July 23, 2007

The Record Industry Is Watching You

By: Dorian Davis

“I have no privacy,” sang one-hit wonder Rockwell, as he crept around the long, shadowy hallways of his eerie, empty house, under the watchful eyes of intruders, both real and imagined, in his 1984 music video, “Somebody’s Watching Me.”

Now, the pale faces that stared out at Rockwell from behind his shower curtain have transformed, in the 21st century, into digital apparitions, waiting inside the computer instead of in the closet.

The most notorious voyeur has been the record business, which, since 2003, has watched users of file sharing (peer-to-peer) sites such as Kazaa to protect its music from pirates across the United States.

Its move has come on the heels of a perceived slump in sales, with only 614.9 million CDs shipped in 2006, down 26.7 percent from sales in 1996. Panicked, record companies have used the information obtained through their surveillance programs to sue repeat offenders, the latest of whom include students at 19 universities, who received warning letters in June.

Many politicians have come down on the side of the record business, advocating the pursuit and punishment of people who participate in illegal file sharing. Norm Coleman (R – MN) convened hearings on the matter in 2003, and politicians on both sides of the isle, including Joe Lieberman (I – CT) and Barbara Boxer (D – CA) have weighed in on the perils of music theft.

But, with a crime committed in the confines of our own homes, this pursuit and punishment involves surveillance, misrepresentation, and indiscriminate use of the courts, and it sets a precedent for the intrusion of business into private life.

Complaints that file sharing was eating into the music business began in the 1990s, when record companies saw a slump in CD sales. Fast to put the blame on sites such as Napster, where users could trade music for free without buying a whole CD, the music business scrambled to stop what amounted to 2 billion free trades per month in 1999, a black market in music that culture critic Andrew Keen has described as “one of the most brazen mass larcenies in history.”

In 2003, record companies, under the banner of their trade organization, the Recording Industry Association of America (RIAA), began their counterattack on music piracy, suing more than 21,000 people, including a dead man, a dead woman, and a 12-year-old girl, whom they had accused of illegally downloading music on peer-to-peer sites, particularly on Kazaa.com.

“The year the lawsuits happened, there was near-universal agreement that there had been a drop in the usage of peer-to-peer sites,” said Geoff Mayfield, Director of Charts at Billboard magazine, which compiles a weekly list of the top-selling records in the United States. “But not long afterward it became clear that analysts were not as unanimous in that opinion.”
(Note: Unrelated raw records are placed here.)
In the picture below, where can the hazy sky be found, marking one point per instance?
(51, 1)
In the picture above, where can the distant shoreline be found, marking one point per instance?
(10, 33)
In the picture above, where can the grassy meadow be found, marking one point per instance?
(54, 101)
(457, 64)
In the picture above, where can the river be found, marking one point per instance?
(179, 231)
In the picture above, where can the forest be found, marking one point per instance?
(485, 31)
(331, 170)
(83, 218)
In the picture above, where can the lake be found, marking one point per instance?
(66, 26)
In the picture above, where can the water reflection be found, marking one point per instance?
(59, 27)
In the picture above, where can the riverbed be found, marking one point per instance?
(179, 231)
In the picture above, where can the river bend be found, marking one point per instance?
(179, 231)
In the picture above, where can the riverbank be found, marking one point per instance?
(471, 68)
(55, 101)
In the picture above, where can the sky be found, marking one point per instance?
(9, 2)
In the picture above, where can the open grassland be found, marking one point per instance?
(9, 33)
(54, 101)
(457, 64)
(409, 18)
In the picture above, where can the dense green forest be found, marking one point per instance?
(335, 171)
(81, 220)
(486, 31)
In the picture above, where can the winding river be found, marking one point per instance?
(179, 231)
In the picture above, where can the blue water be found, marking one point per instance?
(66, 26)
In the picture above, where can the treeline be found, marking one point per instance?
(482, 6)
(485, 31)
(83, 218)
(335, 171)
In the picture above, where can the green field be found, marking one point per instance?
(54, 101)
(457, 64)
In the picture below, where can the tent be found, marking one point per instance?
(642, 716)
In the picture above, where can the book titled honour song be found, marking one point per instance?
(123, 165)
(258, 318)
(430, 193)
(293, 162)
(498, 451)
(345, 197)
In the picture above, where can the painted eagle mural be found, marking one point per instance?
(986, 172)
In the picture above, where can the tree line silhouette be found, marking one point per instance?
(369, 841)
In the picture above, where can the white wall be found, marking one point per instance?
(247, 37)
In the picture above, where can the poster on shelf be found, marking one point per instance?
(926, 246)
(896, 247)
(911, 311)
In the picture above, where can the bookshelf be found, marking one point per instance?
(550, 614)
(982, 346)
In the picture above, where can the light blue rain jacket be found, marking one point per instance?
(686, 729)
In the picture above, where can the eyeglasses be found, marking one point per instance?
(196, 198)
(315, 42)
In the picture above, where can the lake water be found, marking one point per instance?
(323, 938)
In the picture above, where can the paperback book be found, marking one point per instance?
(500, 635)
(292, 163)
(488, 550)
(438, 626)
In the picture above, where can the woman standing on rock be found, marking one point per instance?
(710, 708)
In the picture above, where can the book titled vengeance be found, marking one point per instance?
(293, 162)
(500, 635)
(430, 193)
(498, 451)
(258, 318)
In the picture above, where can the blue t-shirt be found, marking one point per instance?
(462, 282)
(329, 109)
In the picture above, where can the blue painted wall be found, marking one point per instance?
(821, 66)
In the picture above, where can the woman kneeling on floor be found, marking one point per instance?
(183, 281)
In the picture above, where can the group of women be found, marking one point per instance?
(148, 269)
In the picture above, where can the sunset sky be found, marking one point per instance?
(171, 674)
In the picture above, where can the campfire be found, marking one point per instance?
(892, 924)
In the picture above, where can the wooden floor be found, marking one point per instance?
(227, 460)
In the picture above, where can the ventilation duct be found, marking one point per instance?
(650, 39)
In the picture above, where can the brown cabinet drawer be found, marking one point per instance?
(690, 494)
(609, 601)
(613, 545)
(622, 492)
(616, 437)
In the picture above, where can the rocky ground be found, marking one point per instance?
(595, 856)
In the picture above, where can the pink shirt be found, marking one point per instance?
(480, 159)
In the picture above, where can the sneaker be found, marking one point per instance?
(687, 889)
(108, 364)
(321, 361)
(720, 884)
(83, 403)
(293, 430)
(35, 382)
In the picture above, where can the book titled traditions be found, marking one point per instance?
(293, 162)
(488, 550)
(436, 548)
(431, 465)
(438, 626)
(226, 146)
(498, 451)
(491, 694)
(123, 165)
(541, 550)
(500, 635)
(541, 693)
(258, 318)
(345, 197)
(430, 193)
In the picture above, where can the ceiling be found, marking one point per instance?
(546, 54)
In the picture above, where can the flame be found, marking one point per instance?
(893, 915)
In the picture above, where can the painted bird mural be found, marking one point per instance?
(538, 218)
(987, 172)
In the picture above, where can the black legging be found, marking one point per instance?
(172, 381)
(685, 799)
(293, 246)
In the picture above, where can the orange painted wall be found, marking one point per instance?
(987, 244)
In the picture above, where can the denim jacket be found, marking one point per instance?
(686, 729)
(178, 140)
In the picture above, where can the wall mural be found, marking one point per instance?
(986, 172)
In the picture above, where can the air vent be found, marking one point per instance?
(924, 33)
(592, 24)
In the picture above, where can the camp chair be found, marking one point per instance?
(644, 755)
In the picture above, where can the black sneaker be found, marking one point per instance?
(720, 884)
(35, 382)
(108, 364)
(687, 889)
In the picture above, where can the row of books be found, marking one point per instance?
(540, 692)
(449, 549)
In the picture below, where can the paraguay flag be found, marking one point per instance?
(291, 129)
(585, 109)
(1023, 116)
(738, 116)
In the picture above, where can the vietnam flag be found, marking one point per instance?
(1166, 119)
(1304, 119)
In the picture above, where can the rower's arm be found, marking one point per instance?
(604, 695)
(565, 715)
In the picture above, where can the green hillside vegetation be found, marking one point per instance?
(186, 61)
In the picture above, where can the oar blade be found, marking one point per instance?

The whole episode has raised some serious questions indeed. For one, can record companies sue without establishing damages? The suits, which have interrupted thousands of lives, are predicated on the argument that stolen music translates into lost revenue for the music business. To make the case, however, record companies have to prove that each user would have bought the music at retail had it not been available online. This, of course, is impossible.

For another, are the record companies micromanaging the behavior of their customers in a way that no other manufacturers have? The music business contends that service-providers, such as AT&T and Bank of America, monitor their customers’ transactions on a regular basis, and even contact customers when a transaction seems out of the ordinary. Of course, the problem with this argument is that music, in the form of a song, is not a service; it is a product.

There is no reasonable expectation of privacy with phone records, and banks statements, since AT&T and Bank of America are service-providers, which bill costumers on a monthly basis. There is a reasonable expectation of privacy with a one-time purchase because no one expects a Virgin Records salesman to follow him home and ask, “How is that Britney CD?”

So, while screen names and other information posted on peer-to-peer sites are public, there is some question as to the ethics of companies that wait in the shadows, behind misleading screen names, to keep tabs on their own customers, and even on people who have never bought their product.

Once record companies start tracking a particular screen name or IP address, they can monitor all downloads a user makes — even those irrelevant to the file sharing case. In the course of watching a user download one of their products, record companies could also watch as the same user downloads a porn film, note the title, and even have a window on his sexual preferences. Is that information the business of the RIAA?

The music business has a valid concern with the protection of its product, but its interests have to be balanced with the interests of the public, who have a valid claim to privacy. Otherwise, consumers end up peering, like Rockwell, over their shoulders, in the privacy of their own homes, a vision from a different, although equally disturbing, 1984.

Dorian Davis is a writer living in Washington, DC.